On September 11, Chicago Mayor Richard Daley used his veto power for the first time in seventeen years to block a measure that would have given Wal-Mart employees and workers at other “big box” stores at least $10 per hour plus benefits worth at least $3 per hour. The City Council had passed the bill by a 35-to-14 vote margin. Daley’s brash act was a temporary victory for the chorus of conservative pundits and corporate flacks who have been singing Wal-Mart’s virtues for the past year. Here’s what they claim and why they are wrong:
1. Wal-Mart’s low prices save American consumers $263 billion a year
(cited by syndicated columnists Robert Samuelson, Sebastian Mallaby, John Tierney and George Will):
The Economic Policy Institute has ripped apart the methodology Wal-Mart’s consultants used to come up with this most popular claim of the Wal-Mart pundits. The consultants based their finding on an analysis of the effect of Wal-Mart expansion in a locality on overall consumer prices in that area. The problem, as EPI points out, is that 60 percent of the consumer price index is made up of services like transportation and housing that Wal-Mart doesn’t provide. Therefore, the $263 billion figure is wildly exaggerated.
Even Wal-Mart’s recent announcement that it will sell generic drugs for $4 is mostly hype. According to the New York Times, the plan will only cover about 124 medicines (out of 11,000 generics on the market), and Wal-Mart was careful not to include relatively expensive but widely used drugs like the high-cholesterol treatment Zocor. In her forthcoming book Big-Box Swindle, Stacy Mitchell cites surveys in several states that have found it was independent pharmacies–not Wal-Mart–that had the lowest average prices on drugs.
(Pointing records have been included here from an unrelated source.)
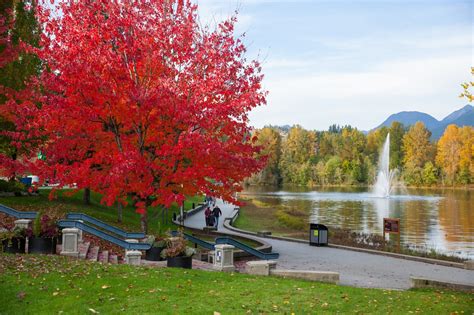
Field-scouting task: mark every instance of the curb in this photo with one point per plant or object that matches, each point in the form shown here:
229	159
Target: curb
433	261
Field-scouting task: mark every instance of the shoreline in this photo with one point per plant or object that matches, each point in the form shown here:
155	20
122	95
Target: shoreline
469	187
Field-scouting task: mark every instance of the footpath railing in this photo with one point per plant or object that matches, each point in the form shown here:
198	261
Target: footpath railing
18	214
102	229
230	241
246	248
99	233
103	225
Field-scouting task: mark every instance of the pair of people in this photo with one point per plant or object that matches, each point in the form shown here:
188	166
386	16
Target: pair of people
212	216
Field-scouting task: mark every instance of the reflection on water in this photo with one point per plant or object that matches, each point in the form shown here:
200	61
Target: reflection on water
438	219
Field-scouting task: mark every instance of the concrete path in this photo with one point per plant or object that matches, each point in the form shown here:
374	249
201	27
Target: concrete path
355	268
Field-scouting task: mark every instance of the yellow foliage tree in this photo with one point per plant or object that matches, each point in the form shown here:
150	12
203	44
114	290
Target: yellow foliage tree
448	152
417	146
466	156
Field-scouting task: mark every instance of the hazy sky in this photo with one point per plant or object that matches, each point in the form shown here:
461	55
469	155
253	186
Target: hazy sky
354	62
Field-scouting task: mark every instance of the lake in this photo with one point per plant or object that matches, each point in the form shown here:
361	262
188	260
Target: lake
440	219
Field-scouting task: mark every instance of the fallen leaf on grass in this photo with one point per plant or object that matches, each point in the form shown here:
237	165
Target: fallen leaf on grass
21	295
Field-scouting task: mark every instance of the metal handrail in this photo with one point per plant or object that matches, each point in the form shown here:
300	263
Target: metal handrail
199	241
246	248
103	225
18	214
99	233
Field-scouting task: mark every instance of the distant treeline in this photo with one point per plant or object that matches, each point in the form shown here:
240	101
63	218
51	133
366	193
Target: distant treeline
346	156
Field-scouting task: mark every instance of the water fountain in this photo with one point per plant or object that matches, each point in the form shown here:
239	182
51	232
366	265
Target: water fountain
385	177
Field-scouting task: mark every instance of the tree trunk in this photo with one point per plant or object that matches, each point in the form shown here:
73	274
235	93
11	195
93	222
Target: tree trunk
119	212
86	197
144	223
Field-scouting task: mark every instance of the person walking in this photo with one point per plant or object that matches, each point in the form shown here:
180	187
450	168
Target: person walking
217	213
207	214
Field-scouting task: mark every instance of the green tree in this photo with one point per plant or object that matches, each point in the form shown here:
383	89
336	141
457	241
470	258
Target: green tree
269	140
397	131
297	150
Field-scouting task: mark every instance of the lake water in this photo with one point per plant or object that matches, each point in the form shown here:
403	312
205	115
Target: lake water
429	218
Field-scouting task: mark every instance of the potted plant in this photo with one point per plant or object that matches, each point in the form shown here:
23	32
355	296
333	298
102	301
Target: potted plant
157	245
177	254
45	235
13	240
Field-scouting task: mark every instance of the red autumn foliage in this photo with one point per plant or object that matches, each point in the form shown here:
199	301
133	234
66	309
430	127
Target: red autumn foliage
138	100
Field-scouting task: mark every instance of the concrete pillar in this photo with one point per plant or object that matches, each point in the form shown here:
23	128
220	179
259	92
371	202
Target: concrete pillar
80	232
130	240
469	265
224	257
22	223
70	242
133	257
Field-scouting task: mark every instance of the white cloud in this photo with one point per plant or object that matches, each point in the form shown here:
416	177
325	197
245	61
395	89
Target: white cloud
365	98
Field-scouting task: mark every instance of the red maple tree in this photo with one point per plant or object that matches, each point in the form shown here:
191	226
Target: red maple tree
137	99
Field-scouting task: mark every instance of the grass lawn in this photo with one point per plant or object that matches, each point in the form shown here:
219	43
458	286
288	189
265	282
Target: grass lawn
65	203
60	285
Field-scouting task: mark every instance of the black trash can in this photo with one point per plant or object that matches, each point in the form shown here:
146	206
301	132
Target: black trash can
318	235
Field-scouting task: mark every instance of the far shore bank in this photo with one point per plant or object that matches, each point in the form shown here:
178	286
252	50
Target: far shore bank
443	187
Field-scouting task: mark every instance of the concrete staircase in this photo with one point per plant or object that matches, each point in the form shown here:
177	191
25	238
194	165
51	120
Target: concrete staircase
93	253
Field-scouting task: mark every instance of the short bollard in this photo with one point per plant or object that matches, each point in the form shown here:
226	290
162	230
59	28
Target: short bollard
70	242
133	257
130	240
80	232
22	223
224	257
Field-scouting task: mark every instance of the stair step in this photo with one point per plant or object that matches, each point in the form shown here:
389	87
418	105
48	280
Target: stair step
93	253
84	249
104	256
113	259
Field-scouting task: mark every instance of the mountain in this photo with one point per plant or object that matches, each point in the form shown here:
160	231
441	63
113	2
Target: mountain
466	110
461	117
410	118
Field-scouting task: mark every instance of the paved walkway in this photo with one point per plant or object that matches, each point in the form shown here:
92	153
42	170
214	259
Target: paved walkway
355	268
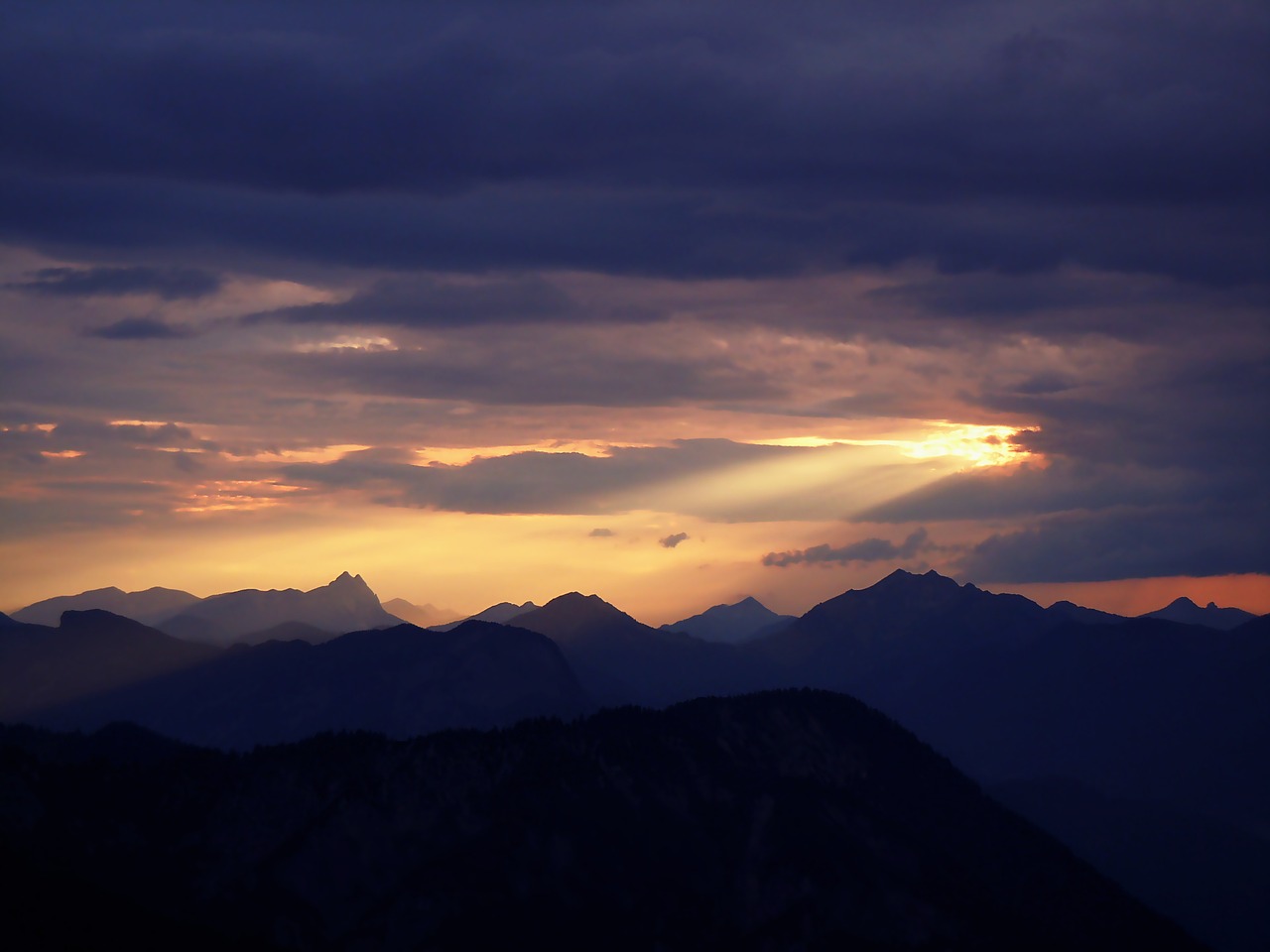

While Wal-Mart’s consumer benefits are clearly overrated, it’s hard to dispute that the company sells a lot of cheap stuff. The question, then, is at what price? Slavery kept cotton prices low in the United States for centuries and saved consumers countless dollars. But it was wrong. Likewise, Wal-Mart’s strategy of keeping costs down by exploiting sweatshop suppliers abroad while undermining unions and paying less than living wages in this country should be deemed unacceptable in the twenty-first century.
2. If Wal-Mart increases wages, it will have to increase prices
Wal-Mart knows, despite all the bluster to the contrary, that there is ample space in its profits ($11.2 billion in 2005) to increase wages without raising prices. According to the Economic Policy Institute, Wal-Mart could have raised the wages and benefits of each worker by more than $2,000 last year without raising prices–while still maintaining a profit margin substantially higher than Costco’s. A key competitor, Costco pays its workers an average of $17 an hour. Wal-Mart claims it pays its full-time employees $10.11 per hour but refuses to reveal average pay for its part-time workers.